Your own examples, however, do indeed reflect "a special, dedicated way to express some relations between moments of time". To pin down what the differences are, try recasting your abstract actions—the do somethings—as concrete ones, and add temporal modifiers, thus:
I will do something if you have done something.
"I'm leaving for the office now. I will give your letter to the boss if you have finished it." Here the focus is on the moment of leaving. The letter must be finished (which is what 'perfect' means, literally) now; otherwise I cannot take it with me. And the letter is to be delivered in the future, with respect to that moment.
I did something when he had done something.
"I left for the office at eight o'clock.

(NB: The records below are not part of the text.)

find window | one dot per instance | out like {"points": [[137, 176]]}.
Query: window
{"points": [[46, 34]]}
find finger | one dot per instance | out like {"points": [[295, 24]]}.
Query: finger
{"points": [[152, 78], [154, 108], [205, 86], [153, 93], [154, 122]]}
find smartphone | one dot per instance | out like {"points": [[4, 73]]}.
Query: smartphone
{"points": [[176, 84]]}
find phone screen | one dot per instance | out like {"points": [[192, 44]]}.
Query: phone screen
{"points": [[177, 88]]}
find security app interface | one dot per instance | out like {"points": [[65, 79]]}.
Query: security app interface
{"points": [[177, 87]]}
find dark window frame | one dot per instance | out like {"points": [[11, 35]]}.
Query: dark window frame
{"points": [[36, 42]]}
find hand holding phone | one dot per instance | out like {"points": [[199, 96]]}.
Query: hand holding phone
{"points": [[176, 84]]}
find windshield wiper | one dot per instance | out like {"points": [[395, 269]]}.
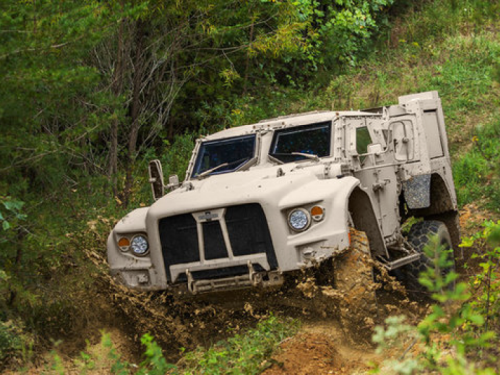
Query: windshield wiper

Ed had finished the letter, so I would give it to the boss when I arrived." As before, the focus is on a single moment of leaving; but that moment is now in the past, so the simple present is recast as a simple past; the simple perfect is recast as a past perfect by employing the past of the auxiliary; and in very old-fashioned writing, the future is also recast with the past of the auxiliary.
Today, however, practically nobody understands would to be the past tense of will; it is rarely used outside an "unreal" context. In effect, English has lost the future-in-the-past construction. Consequently, you must replace would with the past form of a different expression such as can—"so I could give, &c".
If, however, the "unreal" came into play, if what you intended didn't actually happen, you would revert to would. BUT: in this case, the loss of the future-in-the-past requires you to shift your focus to a subsequent time—the time at which the anticipated event failed to occur. So the future-in-the-past event becomes an unreal-perfect-in-the-past event: "I would have given it to the boss when I arrived, but he had already left."
I will do something if you do something.
"I'm leaving for the office now. If you bring me the letter before noon I will give it to the boss." Now the focus is on future events, so a future construction is employed in the indicative main clause; it could be used in the conditional as well, but the 'present' tense (which is actually not a present tense but a non-past tense) is ordinarily used in these constructions, since the conditional's 'modal' quality embraces futurity.
I did something when he did something.
"I left for the office at eight o'clock. I gave the letter to the boss when Ed brought it to me at eleven." Once more, all the events are in the past; in this case, however, there is no obnoxious future to express, and the sequence is made clear lexically, so the simple past construction can be used throughout.